The Dark is Rising – by Susan Cooper
There are few books that have as much power as the books you read when you’re young. And like lots of kids, I grew up reading fantasy novels: Ursula le Guin, CS Lewis, Alan Garner… anything to do with magic, monsters or King Arthur. I remember one week I was ill and my mother bought me Over Sea, Under Stone, the first in a five-book fantasy series. I enjoyed it, without thinking it was particularly great. Nevertheless, I bought the second book, The Dark is Rising. I loved it. I read it over and over. I obsessed over it. On his eleventh birthday, the young protagonist, Will Stanton, discovers he is an Old One, an agent of The Light, destined to fight against the powers of The Dark. I remember my own disappointment when I awoke on my eleventh birthday and discovered I had no amazing new magical powers. Still, I’ve come to terms with that.
I still have my copy of The Dark is Rising (complete with strange typo where one of the character’s names changes from Mary to Margaret). It has been read 40 or 50 times and is falling apart. Books are one of the few items where neglect is a sign of affection.

A Year in the Life of TheManWhoFellAsleep – by Greg Stekelman
I wasn’t going to include this, but Simon said I should, and who am I to ignore Simon?
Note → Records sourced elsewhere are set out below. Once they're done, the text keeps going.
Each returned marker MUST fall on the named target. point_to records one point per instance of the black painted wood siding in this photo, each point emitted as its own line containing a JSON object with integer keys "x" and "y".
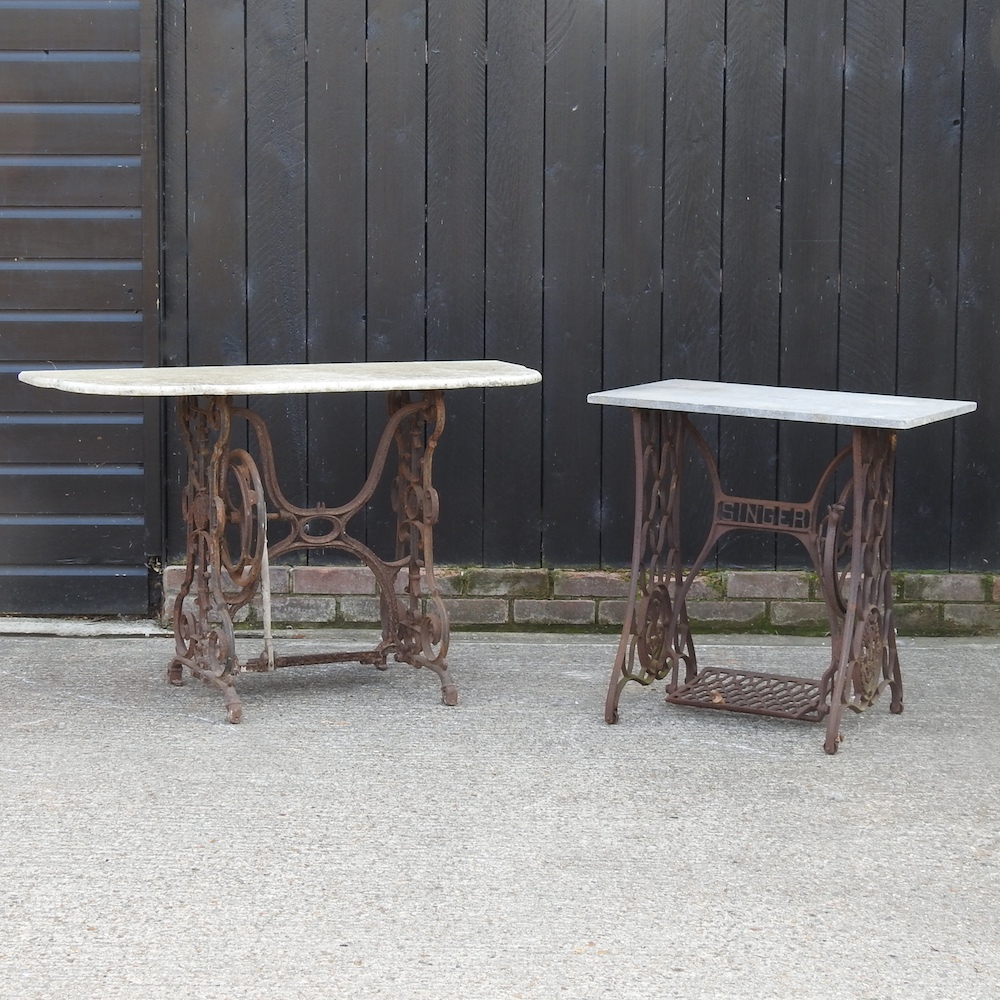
{"x": 797, "y": 192}
{"x": 79, "y": 475}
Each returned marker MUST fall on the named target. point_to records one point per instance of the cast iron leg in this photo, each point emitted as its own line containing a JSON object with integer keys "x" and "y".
{"x": 868, "y": 657}
{"x": 204, "y": 637}
{"x": 422, "y": 627}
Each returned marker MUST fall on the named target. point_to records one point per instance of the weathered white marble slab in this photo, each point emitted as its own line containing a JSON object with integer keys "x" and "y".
{"x": 820, "y": 406}
{"x": 239, "y": 380}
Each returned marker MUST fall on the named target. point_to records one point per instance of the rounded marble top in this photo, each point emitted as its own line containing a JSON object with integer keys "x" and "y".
{"x": 239, "y": 380}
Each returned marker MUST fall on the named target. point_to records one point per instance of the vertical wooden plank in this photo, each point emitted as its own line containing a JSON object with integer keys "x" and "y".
{"x": 810, "y": 225}
{"x": 396, "y": 130}
{"x": 396, "y": 179}
{"x": 276, "y": 201}
{"x": 692, "y": 223}
{"x": 932, "y": 115}
{"x": 751, "y": 253}
{"x": 336, "y": 241}
{"x": 216, "y": 182}
{"x": 633, "y": 242}
{"x": 872, "y": 124}
{"x": 174, "y": 303}
{"x": 154, "y": 454}
{"x": 976, "y": 527}
{"x": 515, "y": 124}
{"x": 456, "y": 224}
{"x": 574, "y": 190}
This is my first novel – based on writing originally on my website. I’m terrible at summarizing my own work, so let’s call it a surreal, dark diary covering a year in the life of a fantastical character in north London. It is a celebration of both the cripplingly banal and the magically improbable. It has talking polar bears, Justin Timberlake, jokes, poems and interstellar porn. It’s available exclusively through The Big Green Bookshop. You should buy it.

Thanks Greg.

there's still time to vote, so don't be shy. You could win 20 books.

Friday, November 20, 2009

It's Almost Christmas. How did that happen?

When should a bookshop put up it decorations? The answer is next week.
When should a bookshop order it's Xmas Cards? The answer is yesterday.
When should a bookshop order it's Christmas books? the answer is last week and then maybe a few more this week and then another check next week.
When should a bookshop do its Christmas window? um, next week.
When should bookshops check they have enough bags and till roll to last through xmas? Look, stop asking all these questions OK.

although lots of shops start their christmasses in September, we prefer to wait until the floods start and Children in Need is on the TV. This is a start of the traditional Big Green Bookshop Christmas, and we hope you understand.

The reason we do all our book ordering and stuff in November is because we are poor, and in the booktrade you have to pay for the stuff you buy at the end of the following month from when you bought it. So if we'd bought all our books in September, we'd have had to pay for them in October (not really the time when I do my Christmas shopping). So by buying everything in November, we can then screw are eyes shut really tight and cross our fingers in the hope that we sell lots of books over christmas, so that we can afford to pay for it all.

The other reason for slight tardiness is that we've been a bit busy lately, what with trying to organise loads of events, having 20 school classes coming in to do buy books for a fine fine thing called the Reading Challenge (a Council funded scheme in which kids are 'challenged' to read six books), as well as all the other bookshop stuff that we do, like sell books.

We're also coming towards the end of our 5 Favourite Books of all time (in no particular order) survey that we've been running. The final day for you to vote is this Sunday, and we've had loads and loads of your entries. But we'd love more, so feel free to send in your top 5. You could win 20 books!

Two events next week

Utter! poetry and Andrew Blackman, author of award winning On the Holloway Road.

Two events the following week.

Wine Adventurer Francis Gimblett and the launch of a new (and the only) history of Tottenham.

Then it'll be christmas i'd imagine, and we can all relax.